Będzie trzeba wykorzystać MechJeba. Tym razem nie ma miejsca na jakiekolwiek błędy w pilotażu.
(http://i.imgur.com/imuekK1.png)
Trik 1 - Transfer Kerbin -> Duna wykonujemy tak by trafić Dunę w Periapsis. To 56m/s mniej niż lot do Ap. Nie dało się idealnie zgrać asysty Muna więc statek poleci trochę dalej niż orbita Duny.
(http://i.imgur.com/yO8RVrs.png)
Trik 2 - Wykonujemy przelot nad Munem, żeby zaoszczędzić jeszcze troszkę paliwa.
(http://i.imgur.com/VRUhV8a.png)
Trik 3 - To akurat jest wszystkim znane. Wykorzystujemy atmosferę do hamowania. Ja zostawiłem statek na nieco wyższej orbicie, żeby poczekać aż Duna się obróci.
(http://i.imgur.com/av4HgMa.png)
Trik 4 - Lądujemy na terenach nizinnych, żeby móc dobrze wykorzystać spadochrony. Jednak nie lądujemy najniżej jak się da bo wtedy z kolei powrót na orbitę będzie wymagał trochę więcej paliwa.
(http://i.imgur.com/zax25xD.png)
(http://i.imgur.com/II4hg54.png)
Trik 5 - Najważniejszy. Ponieważ nie miałem pomysłu jak usprawnić lot na Dunę skupiłem się na locie powrotnym. Czekamy teraz na okno startowe, której wypadnie tak, że Duna będzie w pobliżu Apoapsis. Odlatując w takim punkcie orbity można zaoszczędzić nawet 118m/s.
(http://i.imgur.com/rHJM93k.png[/img
Ciekawostka 1 - Atmosfera Duny wcale nie jest taka śladowa jak by się mogło wydawać. Sądziłem, że należy od razu mocno pochylić rakietę, ale jednak lepiej jest wzbić się trochę w górę. Na powrót na orbitę zużyłem 1307m/s, start z wysokości 600m wymagał 1340m/s.
[img width=500 height=281]http://i.imgur.com/g2XtAAH.png)
Trik 6 - Chociaż nie było to niezbędne, ale wykorzystujemy grawitację Ike, żeby zaoszczędzić 53m/s.
(http://i.imgur.com/lIWjJEs.png)
(http://i.imgur.com/lPRpk9G.png)
Jedyna pomyłka miała miejsce tuż przed powrotem do KSC. Zapomniałem, że spadochron otwierał się po odrzuceniu silników.
(http://i.imgur.com/j7t2BkV.png)
Lądowanie nie należało do udanych.
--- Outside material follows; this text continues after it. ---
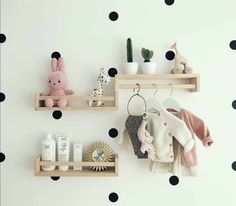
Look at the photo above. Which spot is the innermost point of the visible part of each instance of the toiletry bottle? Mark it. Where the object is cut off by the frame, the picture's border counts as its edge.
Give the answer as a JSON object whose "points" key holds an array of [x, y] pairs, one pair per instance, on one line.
{"points": [[63, 149], [77, 155], [48, 152]]}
Kto wie ile czasu minie zanim ktoś zauważy leżącą tam kapsułę. :D
(http://i.imgur.com/tn7d6jH.png)
Pełny album: http://imgur.com/a/yE8jh (http://imgur.com/a/yE8jh)
-
Jestem nowy na forum, choć obserwuję to co tu się dzieje już od dobrych kilkunastu miesięcy. Przez ten czas śledziłem i Twoje loty.
Od razu przyznaje, łącznie z kolegami z chatu: konkurencji w pilotażu rakiet na tym forum nie masz żadnej. Wszyscy uciekają w popłochu ile sił w nogach, gdy widzą manewry na taką skalę oszczędzając nawet na 53 m/s. Zdejmuję więc czapkę i kłaniam się nisko nad tym majstersztykiem pilotażu.
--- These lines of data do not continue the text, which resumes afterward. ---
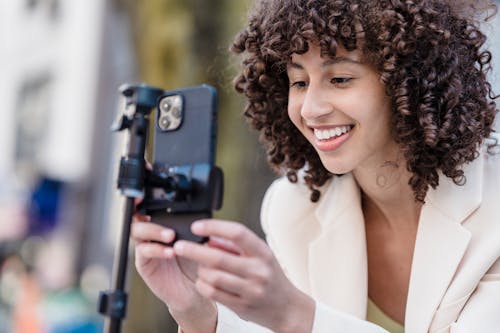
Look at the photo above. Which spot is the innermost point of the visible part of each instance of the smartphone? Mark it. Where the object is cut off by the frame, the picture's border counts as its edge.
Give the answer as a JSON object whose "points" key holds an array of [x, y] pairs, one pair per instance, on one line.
{"points": [[183, 152]]}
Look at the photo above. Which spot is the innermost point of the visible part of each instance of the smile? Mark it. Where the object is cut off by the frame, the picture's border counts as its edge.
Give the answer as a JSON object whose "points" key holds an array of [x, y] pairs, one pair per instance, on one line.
{"points": [[331, 133]]}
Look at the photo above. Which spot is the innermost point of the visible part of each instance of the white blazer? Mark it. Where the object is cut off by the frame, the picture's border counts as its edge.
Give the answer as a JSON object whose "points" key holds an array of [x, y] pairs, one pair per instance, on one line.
{"points": [[455, 275]]}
PS śmieszne wypadło bo sam dzisiaj planuje coś wrzucić do działu "Rakiety". Coś będącego zupełną odwrotnością od Twojego kunsztu lotów precyzyjnych. :)
-
Świat się może od ciebie Maciuś uczyć, ty nasz najlepszy w Europie manewrowcu!
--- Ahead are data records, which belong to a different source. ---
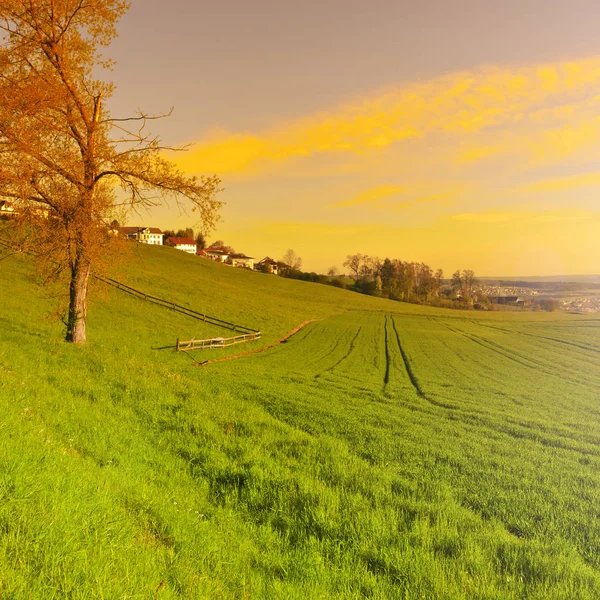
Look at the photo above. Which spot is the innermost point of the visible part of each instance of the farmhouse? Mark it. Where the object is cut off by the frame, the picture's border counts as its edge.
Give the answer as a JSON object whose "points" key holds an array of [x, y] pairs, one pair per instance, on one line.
{"points": [[144, 235], [241, 260], [268, 265], [216, 254], [186, 244], [7, 210]]}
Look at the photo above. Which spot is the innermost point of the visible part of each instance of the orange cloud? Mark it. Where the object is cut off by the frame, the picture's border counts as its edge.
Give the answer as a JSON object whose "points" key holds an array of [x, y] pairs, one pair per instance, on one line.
{"points": [[456, 105], [372, 195]]}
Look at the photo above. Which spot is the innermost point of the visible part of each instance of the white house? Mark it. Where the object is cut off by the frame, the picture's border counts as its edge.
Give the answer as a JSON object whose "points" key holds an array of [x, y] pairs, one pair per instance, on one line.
{"points": [[241, 260], [7, 209], [186, 244], [144, 235], [269, 265], [216, 254]]}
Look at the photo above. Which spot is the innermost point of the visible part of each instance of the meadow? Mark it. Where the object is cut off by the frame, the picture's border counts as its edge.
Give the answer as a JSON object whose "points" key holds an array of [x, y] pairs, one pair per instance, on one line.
{"points": [[384, 451]]}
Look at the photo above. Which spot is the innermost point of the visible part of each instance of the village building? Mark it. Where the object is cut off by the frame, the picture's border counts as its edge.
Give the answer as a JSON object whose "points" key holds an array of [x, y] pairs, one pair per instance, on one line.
{"points": [[185, 244], [216, 254], [144, 235], [270, 265], [241, 260], [7, 210]]}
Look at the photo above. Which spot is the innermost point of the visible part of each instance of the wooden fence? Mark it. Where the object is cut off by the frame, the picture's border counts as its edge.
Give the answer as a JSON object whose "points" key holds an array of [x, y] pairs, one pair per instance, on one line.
{"points": [[177, 307], [184, 310], [185, 346]]}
Jesteś po prostu debeściak :)
Do przeglądu miesiąca obowiązkowo :)
-
Nom, chyba maksymalne wykorzystanie stockowego Kerbal X. A mój statek i lądownik na Dune ważył około 70t i wymagał dwóch startów mojej najpotężniejszej wtedy rakiety, a tu czymś takim da się tam dolecieć i zabrać tyle samo załogi. Bardzo ładnie, jak zwykle zresztą.